Ted had always been against her nursing, and she must admit it wasn't wise of a woman to let her man go to the public-house to get out of the way of a crying child; but though she was a-running herself off her feet to attend to the pore dear, and milk was up a penny, she had growd that fond of my baby since she lost her own that she couldn't abear to part with the jewel, and perhaps if I could pay a little more--Ted said seven, but she said six, and a shilling a week wouldn't hurt me--she could over-persuade him to let the dear precious stay.
I was trembling with indignation while I listened to the woman's whining (knowing well I was being imposed upon), but I was helpless and so I agreed.
My complacency had a bad effect on the Olivers, who continued to make fresh extortions, until their demands almost drove me to despair.
I thought a climax had been reached when one night a neighbour came to the door and, calling Mrs. Oliver into the lobby, communicated some news in a whisper which brought her back with a frightened face for her cloak and hat, saying "something was a matter with Ted" and she must "run away quick to him."
When she returned an hour or two later she was crying, and with sobs between her words she told me that Ted (having taken a drop too much) had "knocked somebody about" at the "Sun." As a consequence he had fallen into the hands of the police, and would be brought before the magistrate the following morning, when, being unable to pay the fine, he would have to "do time"--just as a strike was a-coming on, too, and he was expecting good pay from the Strike Committee.
"And what is to happen to me and the baby while my 'usband is in prison?" she said.
I knew it was an act of weakness, but, thinking of my child and the danger of its being homeless, I asked what the amount of the fine would probably be, and being told ten-and-six, I gave the money, though it was nearly all I had in the world.
I paid for my weakness, though, and have reason to remember it.
The extortions of the Olivers had brought me to so narrow a margin between my earnings and expenses that I lay awake nearly all that night thinking what I could do to increase the one or reduce the other.
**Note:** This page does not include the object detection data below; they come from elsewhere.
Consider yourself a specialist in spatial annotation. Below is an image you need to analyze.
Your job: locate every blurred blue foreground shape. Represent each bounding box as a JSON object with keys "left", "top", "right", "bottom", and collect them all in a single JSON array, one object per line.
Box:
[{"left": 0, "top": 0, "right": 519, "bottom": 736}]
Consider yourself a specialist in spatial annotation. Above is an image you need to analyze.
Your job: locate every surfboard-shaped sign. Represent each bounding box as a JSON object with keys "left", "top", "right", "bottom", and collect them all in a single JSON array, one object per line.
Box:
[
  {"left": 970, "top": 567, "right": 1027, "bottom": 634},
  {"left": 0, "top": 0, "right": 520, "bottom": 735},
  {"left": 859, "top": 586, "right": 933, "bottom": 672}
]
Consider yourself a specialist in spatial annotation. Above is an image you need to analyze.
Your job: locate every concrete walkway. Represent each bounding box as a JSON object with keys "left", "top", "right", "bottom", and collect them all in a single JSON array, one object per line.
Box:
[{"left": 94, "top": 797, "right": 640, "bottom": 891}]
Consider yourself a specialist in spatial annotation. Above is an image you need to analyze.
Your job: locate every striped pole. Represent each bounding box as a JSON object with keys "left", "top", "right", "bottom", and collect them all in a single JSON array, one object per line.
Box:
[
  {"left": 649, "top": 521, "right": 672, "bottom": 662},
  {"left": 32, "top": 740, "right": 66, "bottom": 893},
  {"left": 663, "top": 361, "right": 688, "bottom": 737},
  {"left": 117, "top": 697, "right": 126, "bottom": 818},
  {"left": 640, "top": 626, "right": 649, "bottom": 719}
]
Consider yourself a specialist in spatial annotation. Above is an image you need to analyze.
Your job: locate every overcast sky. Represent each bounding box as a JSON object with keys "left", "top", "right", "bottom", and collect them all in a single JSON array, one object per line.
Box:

The only thing I found possible was to change to cheaper quarters. So next morning, with a rather heavy heart, I asked Mrs. Abramovitch if the room at the back of the house was still empty, and hearing that it was I moved into it the same day.
That was a small and not a very wise economy.
My new room was cheerless as well as dark, with no sights but the clothes that were drying from the pulley-lines and no sounds but the whoops of the boys of the neighbourhood playing at "Red Indians" on the top of the yard walls.
But it was about the same as the other in size and furniture, and after I had decorated it with my few treasures--the Reverend Mother's rosary, which I hung on the head of the bed, and my darling mother's miniature, which I pinned up over the fire--I thought it looked bright and homelike.